US National Science Foundation seeks research proposals from AIT

US National Science Foundation seeks research proposals from AIT
This week it continued its search at Asian Institute of Technology
(AIT), as a senior representative of the US Government funding agency
based in Washington DC arrived to explore new opportunities to sponsor
collaborative projects with faculty and research groups.
 
Dr. Joseph Mook, NSF Program Manager based in Washington D.C. for
Thailand, Brunei, Cambodia, Indonesia, Laos, Malaysia, Myanmar, and
Philippines, paid a fact-finding and information-sharing visit on 26
October 2010. He was accompanied by Mrs. Selma Garrido, U.S. Department
of State, Embassy of the United States of America, Bangkok, who
facilitated the meeting.
 
“There’s no question that AIT is a world-class institution which
NSF is interested in collaborating with. I am hoping to encourage
international collaborators to participate in NSF-supported
opportunities to create win-win collaborative projects,” Dr. Mook told
senior AIT officials, led by Prof. Joydeep Dutta, Vice President for
Academic Affairs and Prof. Worsak Kanok-Nukulchai, Vice President for
Resource Development.
 
NSF is committed to supporting cutting-edge research and education
across the US-based science, technology, engineering and mathematics
community, and to prepare for a Science, Technology, Engineering and
Mathematics (STEM) workforce of the future. Neither is possible without
a substantial international component, Dr. Mook said.
 
He indicated that although NSF is an independent American federal
agency that supports science and engineering research and education
through grants to U.S. universities, it is actively seeking
international engagement.
 
“We understand that expertise and new knowledge is found all over
the world,” he said, explaining NSF’s outward focus and its analysis of
the complex global nature of key problems.
 
Dr. Mook outlined the full range of collaboration opportunities
open to AIT experts, particularly its senior, tenured-tack faculty
members. He said NSF funds specific research proposals that have been
judged the most promising by a rigorous and objective merit-review
system. Most awards go to individuals or small groups of
investigators.
 
Researchers could propose whatever project they wanted to NSF, Dr.
Mook stressed, offering evidence of relatively good odds for receiving
funding.
 
According to Dr. Mook, NSF receives from 45,000 to 50,000
proposals each year, granting awards to 11-12,000 proposals annually
for a funding success rate of 26 per cent.
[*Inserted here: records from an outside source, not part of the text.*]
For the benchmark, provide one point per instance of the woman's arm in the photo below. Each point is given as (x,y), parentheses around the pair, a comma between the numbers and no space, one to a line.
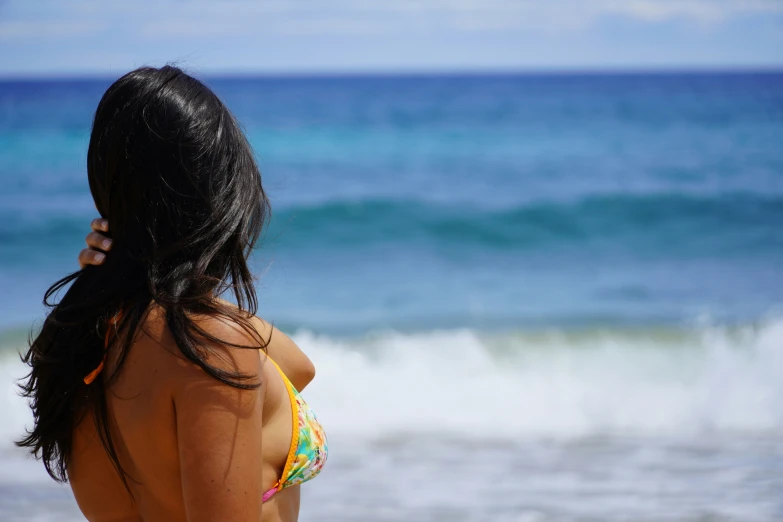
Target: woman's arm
(292,360)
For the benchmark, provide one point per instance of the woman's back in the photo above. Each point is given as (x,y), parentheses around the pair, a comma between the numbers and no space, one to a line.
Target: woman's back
(144,424)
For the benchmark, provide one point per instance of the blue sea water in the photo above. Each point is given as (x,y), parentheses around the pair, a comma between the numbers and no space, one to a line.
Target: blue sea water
(605,252)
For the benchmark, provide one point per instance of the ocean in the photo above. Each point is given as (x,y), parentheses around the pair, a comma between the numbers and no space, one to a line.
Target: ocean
(529,298)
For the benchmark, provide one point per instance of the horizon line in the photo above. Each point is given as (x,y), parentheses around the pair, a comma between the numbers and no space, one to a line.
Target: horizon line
(414,72)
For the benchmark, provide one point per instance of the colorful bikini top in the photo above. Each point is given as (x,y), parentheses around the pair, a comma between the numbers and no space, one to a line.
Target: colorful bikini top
(308,450)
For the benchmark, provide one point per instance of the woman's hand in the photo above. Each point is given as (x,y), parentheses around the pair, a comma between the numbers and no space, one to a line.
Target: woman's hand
(97,244)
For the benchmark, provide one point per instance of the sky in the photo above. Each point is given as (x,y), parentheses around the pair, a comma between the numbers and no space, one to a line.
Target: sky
(100,37)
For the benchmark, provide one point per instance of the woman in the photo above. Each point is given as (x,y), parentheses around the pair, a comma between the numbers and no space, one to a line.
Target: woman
(153,397)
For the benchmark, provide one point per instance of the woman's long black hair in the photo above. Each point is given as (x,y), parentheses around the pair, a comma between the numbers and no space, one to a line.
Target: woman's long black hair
(172,171)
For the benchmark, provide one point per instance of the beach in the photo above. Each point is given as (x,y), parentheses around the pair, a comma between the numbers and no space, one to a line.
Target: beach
(528,297)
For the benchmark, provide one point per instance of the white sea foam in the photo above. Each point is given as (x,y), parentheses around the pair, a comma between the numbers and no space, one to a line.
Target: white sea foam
(551,385)
(530,385)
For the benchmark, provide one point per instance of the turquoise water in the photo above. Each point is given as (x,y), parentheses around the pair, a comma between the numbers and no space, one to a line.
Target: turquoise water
(594,263)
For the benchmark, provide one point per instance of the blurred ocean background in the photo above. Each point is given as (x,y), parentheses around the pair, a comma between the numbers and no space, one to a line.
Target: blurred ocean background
(529,298)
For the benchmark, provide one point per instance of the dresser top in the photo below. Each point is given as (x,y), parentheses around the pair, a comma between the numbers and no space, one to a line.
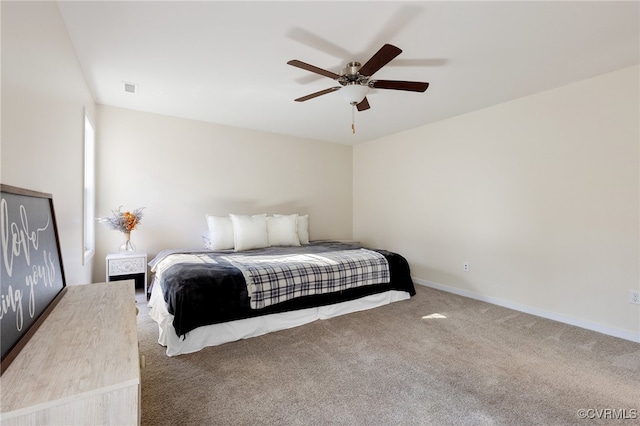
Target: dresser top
(87,344)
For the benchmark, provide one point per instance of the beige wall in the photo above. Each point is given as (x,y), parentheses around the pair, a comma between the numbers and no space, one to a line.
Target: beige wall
(43,100)
(182,169)
(540,195)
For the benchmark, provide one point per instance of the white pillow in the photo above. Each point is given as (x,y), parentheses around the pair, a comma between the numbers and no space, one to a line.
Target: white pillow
(220,232)
(302,223)
(282,230)
(249,232)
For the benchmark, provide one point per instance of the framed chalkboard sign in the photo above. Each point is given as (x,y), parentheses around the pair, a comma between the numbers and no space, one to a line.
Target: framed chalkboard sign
(32,280)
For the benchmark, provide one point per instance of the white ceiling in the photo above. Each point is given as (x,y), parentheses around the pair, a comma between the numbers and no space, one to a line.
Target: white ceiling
(226,62)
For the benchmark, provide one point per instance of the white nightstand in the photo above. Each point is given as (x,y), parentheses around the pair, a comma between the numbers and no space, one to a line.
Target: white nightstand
(124,266)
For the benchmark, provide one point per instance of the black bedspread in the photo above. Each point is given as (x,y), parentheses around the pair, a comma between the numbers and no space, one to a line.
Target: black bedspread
(204,294)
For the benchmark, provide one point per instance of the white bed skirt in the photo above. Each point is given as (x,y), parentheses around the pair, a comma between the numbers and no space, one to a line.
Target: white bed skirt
(217,334)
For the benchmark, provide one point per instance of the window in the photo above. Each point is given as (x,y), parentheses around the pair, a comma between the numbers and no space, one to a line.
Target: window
(89,229)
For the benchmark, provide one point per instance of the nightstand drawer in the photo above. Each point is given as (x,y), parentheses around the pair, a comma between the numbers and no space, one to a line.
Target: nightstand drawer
(125,266)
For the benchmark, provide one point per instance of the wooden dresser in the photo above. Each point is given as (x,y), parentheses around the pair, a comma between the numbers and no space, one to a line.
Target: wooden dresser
(82,366)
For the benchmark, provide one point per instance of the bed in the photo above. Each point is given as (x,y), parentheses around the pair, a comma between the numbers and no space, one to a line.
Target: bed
(207,297)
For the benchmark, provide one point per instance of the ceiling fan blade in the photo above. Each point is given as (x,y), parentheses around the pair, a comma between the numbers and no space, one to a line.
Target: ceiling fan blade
(316,94)
(412,86)
(363,105)
(380,59)
(312,68)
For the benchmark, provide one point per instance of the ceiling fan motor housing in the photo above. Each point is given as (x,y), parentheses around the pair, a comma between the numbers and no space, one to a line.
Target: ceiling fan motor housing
(350,75)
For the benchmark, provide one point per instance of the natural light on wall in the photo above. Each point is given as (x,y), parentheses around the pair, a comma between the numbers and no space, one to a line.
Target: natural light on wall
(89,188)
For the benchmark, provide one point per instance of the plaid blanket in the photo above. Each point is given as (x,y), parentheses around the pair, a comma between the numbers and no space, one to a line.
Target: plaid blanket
(275,279)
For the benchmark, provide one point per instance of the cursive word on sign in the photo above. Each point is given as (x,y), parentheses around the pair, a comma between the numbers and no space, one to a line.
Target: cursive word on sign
(19,244)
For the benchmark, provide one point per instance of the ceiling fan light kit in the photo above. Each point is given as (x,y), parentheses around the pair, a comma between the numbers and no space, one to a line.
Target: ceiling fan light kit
(354,93)
(355,80)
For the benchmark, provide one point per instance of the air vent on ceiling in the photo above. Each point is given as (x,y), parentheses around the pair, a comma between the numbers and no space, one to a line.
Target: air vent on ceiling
(130,87)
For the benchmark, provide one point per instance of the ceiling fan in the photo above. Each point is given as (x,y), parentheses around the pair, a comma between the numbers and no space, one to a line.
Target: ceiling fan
(355,80)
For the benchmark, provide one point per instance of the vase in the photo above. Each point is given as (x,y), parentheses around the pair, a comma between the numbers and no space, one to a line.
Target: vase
(128,246)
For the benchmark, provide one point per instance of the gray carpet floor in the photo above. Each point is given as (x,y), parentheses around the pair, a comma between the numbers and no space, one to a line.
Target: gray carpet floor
(472,364)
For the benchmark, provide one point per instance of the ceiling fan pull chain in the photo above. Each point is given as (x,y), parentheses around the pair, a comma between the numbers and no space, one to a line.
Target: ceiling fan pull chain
(353,119)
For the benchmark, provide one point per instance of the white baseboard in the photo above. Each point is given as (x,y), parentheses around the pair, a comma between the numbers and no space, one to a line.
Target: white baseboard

There are currently more
than 30,000 active awards funded by NSF.
 
With a 2011 budget of US $7.7 billion, NSF is the funding source
for approximately 20 percent of all federally supported basic research
conducted by America’s colleges and universities. It stresses a highly
competitive, merit-based, peer review model for such funding.
 
Saying his agency expected “peer-to-peer” collaboration, he
outlined in detail the processes and procedures involved for AIT and US
researchers to collaborate for developing highly-focused combined
research proposals that might be funded by his agency.
 
The meeting was also a good opportunity for AIT to highlight its
relevant research projects and to discuss possible research proposals
for funding from NSF.
 
“AIT is not only Thailand. AIT is Asia and even the world,” Vice
President Dutta stressed as he praised NSF for actively contributing to
US diplomacy in Asia through collaboration in science. “AIT is hugely
interested in working closely with NSF,” he said.
 
Also attending the meeting were Dr. Sumanta Guha, Associate
Professor, School of Engineering and Technology (SET); Dr. Gregory
Chiu, Visiting Associate Professor, SET; Dr. Pritam K. Shrestha, Head,
External Relations and Communications Office (ERCO);  and Mr. Tomi
Hayardi, Project Manager at AIT's Center for Excellence in Sustainable
Development in the Context of Climate Change (SDCC).